The human gut is home to some 100 trillion bacteria, comprising between 250 and 500 species. Known as the gut microbiome, this microbial collective is a powerful regulator of disease and health and has been implicated in conditions ranging from inflammatory bowel disease to multiple sclerosis.
Gut microbes engage in an intricate conversation with the immune system, stimulating it just enough to keep disease-causing invaders at bay, while at the same time checking it so it doesn’t mistakenly attack the body. So far, scientists have been able to pick up only bits and pieces of that conversation.
Now, scientists from HMS have managed to “listen” to the crosstalk between individual microbes and the immune cells and genes expressed in the gut. They did this by focusing on one microbe at a time and deciphering its effects on nearly all immune cells and intestinal genes, an approach that yielded a more precise understanding of the interplay between individual gut microbes and their hosts.
The experiments, published February 23 in Cell, provide a blueprint for identifying microbial influencers of disease and health, one that can help scientists screen for molecules or bacterial strains that can be used therapeutically to fine-tune certain immune responses.

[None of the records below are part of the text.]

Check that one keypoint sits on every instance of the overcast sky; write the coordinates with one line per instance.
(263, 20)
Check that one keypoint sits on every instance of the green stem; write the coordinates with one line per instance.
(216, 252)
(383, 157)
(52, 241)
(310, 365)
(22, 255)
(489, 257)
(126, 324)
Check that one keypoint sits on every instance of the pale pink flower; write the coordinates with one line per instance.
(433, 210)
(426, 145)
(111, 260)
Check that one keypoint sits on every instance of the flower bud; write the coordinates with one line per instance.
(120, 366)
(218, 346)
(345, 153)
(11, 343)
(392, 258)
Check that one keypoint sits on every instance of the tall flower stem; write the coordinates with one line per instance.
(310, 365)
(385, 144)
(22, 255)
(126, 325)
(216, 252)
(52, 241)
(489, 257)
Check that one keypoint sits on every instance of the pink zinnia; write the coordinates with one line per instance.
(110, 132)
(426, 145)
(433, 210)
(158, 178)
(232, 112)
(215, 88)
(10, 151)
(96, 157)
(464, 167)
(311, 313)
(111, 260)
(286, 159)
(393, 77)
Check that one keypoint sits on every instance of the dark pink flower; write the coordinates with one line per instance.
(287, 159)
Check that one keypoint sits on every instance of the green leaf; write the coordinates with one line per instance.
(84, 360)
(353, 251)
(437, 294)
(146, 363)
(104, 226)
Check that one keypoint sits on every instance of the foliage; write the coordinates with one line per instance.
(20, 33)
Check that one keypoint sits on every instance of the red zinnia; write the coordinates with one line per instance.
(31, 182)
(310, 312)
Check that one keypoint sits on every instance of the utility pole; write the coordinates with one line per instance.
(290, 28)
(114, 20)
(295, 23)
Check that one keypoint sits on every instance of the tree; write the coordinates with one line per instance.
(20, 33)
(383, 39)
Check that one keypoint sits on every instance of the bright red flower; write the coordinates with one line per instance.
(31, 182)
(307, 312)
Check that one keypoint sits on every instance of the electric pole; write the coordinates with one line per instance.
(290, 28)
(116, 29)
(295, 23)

“We set out to map interactions between bacteria and the immune system,” says senior investigator Dennis Kasper, an HMS professor of medicine and microbiology and immunobiology, “and hoped that could eventually lead to the development of an apothecary of agents tailored to modulate the immune system selectively and precisely.”
For the work, Kasper’s microbiology team collaborated with HMS immunologists Diane Mathis and Christophe Benoist.
“This research took place at the intersection of microbiology, immunology, and genetics,” says Mathis, an HMS professor of microbiology and immunobiology. “It illustrates the complex and synergistic ways in which multiple organs and organ systems operate in the body.”
Says Benoist, an HMS professor of microbiology and immunobiology, “Because we observed microbial effects mainly in the gut, we think that a microbe-based therapy would avoid the collateral damage seen with drugs that wipe out classes of the body’s immune cells.”
Modulating the gut immune system, Benoist adds, may also have broader beneficial effects because gut immunity has been linked to several autoimmune diseases, including rheumatoid arthritis, Crohn’s disease, and diabetes.
For the experiments, the team collected fifty-three common bacterial species from human guts and seeded them in sterile mouse guts, one microbe at a time. Two weeks later, the scientists performed immune and genomic analyses, comparing the results with those from mice whose guts were completely microbe-free. Scientists assessed each microbe’s effects on twenty-one types of immune cells and on the activity of all the genes that regulate intestinal immunity.
Each immune cell type was affected by bacteria in a range of ways. Some bacteria boosted the activity of certain cells, while others dampened the activity of the very same cells. These oppositional effects, the researchers say, suggest an evolutionary checks-and-balances mechanism to ensure that no single bacterium can overpower the others in its effects on the immune system.
Similarly, some bacteria upregulated certain genes, while others downregulated them, indicating that microbes can help balance intestinal gene expression.
A quarter of the fifty-three bacteria studied boosted the census of regulatory T cells, which are responsible for taming inflammation and which help shield the body from self-inflicted immune assault.
The researchers also note that a single little-known microbe, Fusobacterium varium, had the most powerful effect on immune cells, including the suppression of naturally secreted antimicrobials and the ability to turn on several genes that promote inflammation.
The class of immune cells most affected was plasmacytoid dendritic cells, known to affect the function of regulatory T cells and the secretion of interferons, naturally occurring proteins that fend off viruses. Thirty-eight percent of microbes boosted the levels of these dendritic cells, while 8 percent lowered them.